The African Export-Import Bank (Afreximbank) calls for favoring export trading companies to boost SME participation | – INTEGRATION


Ph:DR: SMEs directly participating in global trade faced fierce competition from multinationals and large corporations, making their chances of success or survival marginal to non-existent

The African Export-Import Bank (Afreximbank) has invited African countries to prioritize the development of public and private export trading companies (ETCs) in order to enable small and medium-sized enterprises (SMEs) on the continent to participate effectively in the International trade. Afreximbank calls for prioritization of export trading companies to boost participation of African small and medium enterprises (SMEs) in global trade

In a speech delivered on the occasion of the African International Exhibition [Africa International Exhibition]which opened yesterday on the sidelines of the United Nations General Assembly in New York, Kanayo Awani, Executive Vice President of Afreximbank, in charge of the Bank for Intra-African Trade, on behalf of the President of the Banking Professor Benedict Oramah said SMEs directly participating in global trade faced fierce competition from multinationals and large corporations, making their chances of success or survival marginal to non-existent.
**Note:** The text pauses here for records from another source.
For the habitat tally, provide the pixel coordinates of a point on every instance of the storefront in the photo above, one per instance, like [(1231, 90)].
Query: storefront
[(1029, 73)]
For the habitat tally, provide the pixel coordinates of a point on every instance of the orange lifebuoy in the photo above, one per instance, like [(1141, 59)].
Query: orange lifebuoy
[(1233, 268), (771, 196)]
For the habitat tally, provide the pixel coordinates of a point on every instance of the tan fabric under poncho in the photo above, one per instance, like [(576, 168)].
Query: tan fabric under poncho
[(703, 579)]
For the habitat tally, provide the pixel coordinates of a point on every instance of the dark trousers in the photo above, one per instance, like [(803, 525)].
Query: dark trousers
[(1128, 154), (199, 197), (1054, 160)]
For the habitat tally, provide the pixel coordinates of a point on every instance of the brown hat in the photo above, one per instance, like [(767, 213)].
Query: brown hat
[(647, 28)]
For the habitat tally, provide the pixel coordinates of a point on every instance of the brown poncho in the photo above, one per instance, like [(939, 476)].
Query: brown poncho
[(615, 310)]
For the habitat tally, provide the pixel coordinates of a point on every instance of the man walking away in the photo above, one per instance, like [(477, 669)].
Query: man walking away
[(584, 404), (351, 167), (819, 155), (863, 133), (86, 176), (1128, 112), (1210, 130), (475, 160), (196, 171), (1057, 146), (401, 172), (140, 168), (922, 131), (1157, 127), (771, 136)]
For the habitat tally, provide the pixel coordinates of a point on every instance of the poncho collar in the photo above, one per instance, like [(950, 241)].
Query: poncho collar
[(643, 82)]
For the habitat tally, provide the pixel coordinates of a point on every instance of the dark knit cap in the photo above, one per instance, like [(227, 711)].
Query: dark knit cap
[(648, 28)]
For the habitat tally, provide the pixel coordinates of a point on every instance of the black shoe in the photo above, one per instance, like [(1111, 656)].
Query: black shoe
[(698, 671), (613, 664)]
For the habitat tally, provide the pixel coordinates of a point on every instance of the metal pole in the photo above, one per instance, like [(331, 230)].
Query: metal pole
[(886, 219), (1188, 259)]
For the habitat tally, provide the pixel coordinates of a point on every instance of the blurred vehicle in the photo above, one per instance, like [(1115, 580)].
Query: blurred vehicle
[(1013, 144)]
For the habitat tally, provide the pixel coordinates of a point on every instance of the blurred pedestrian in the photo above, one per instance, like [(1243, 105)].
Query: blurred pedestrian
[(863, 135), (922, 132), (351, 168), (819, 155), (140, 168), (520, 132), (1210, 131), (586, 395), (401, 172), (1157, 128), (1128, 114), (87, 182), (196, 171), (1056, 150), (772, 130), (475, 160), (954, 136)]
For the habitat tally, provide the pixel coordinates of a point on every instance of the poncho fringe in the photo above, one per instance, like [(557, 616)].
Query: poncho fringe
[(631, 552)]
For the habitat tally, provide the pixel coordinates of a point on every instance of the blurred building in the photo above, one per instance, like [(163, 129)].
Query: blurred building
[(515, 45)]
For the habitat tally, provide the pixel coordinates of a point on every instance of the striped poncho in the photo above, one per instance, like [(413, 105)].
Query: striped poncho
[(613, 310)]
Ms. Awani said Asia had addressed this challenge by creating ETCs that served as channels to access global markets for SMEs, explaining that ETCs acted as aggregators and created considerable trade volume that attracted more great value and stood up to the competition.

She said the low participation of African SMEs in global value chains reflected the failure of institutional policies and called for the establishment of strong policy support systems that would develop capacities, ensure first protections against unfair competition and improve access to regional markets as well as access to financing.

“These measures are particularly urgent as Africa begins to implement the African Continental Free Trade Area (AfCFTA) Agreement,” Ms. Awani said.

She highlighted that over the years, SMEs have been at the center of Afreximbank’s continental initiatives through its SME-focused export development strategy, with unique financing instruments to address financing constraints facing African SMEs face, including products such as factoring, supply chain financing and intermediated financing.

Ms. Awani said Afreximbank was the leading promoter of factoring in Africa and highlighted that the factoring law that the Bank sponsored was adopted in the Republic of Congo, Burkina Faso, Niger, Togo, in Mali and Ivory Coast. She also added that this law is currently being examined by the regulatory institutions of several other African countries.

The Bank also facilitates market access for African SMEs through the Africa Trade Gateway, a digital ecosystem that includes assets designed to address non-tariff barriers, such as the MANSA due diligence platform that collects KYC information of SMEs and enterprises and which has already hosted more than 11,000 entities, she said.

Other Afreximbank interventions include the TRADAR Club, which offers innovative digital tools and networking opportunities, helping SMEs achieve economies of scale and scope, the Pan-African Payment and Settlement System, which is a important mechanism to strengthen the participation of SMEs in regional trade by allowing them to make payments for imports from the continent using national currencies, the creation of the Africa Export Development Fund, which provides risk capital to support startups, early-stage and emerging SMEs, and a number of other flagship initiatives.

The Bank’s Intra-African Trade Fair further provided an excellent platform to foster the integration of SMEs into continental value chains by promoting interconnections and networking, she added, recalling that the third edition of the fair will be held in Cairo in November.

Ms Awani explained that Afreximbank launched the $1 billion Creative Africa Nexus (CANEX) program to provide access to finance, capacity building initiatives, digital solutions and other forms of support for the African creative industry. She noted that the industry had become one of the fastest growing sectors on the continent and that creative products had become major exports in Nigeria, South Africa and a few other countries, surpassing the traditional export products. The Bank has disbursed about US$120 million to boost the industry, she noted.

Other speakers at the event included the President of Nigeria, Mr. Bola Tinubu, represented by Mrs. Doris Uzoka-Anite, Minister of Industry, Trade and Investment, Mr. Festus Keyamo, Minister of Aviation and Aerospace Development of Nigeria, Mr. Adesola Adeduntan, Group CEO of First Bank, and Senator Ireti Kingibe of the Nigerian National Assembly.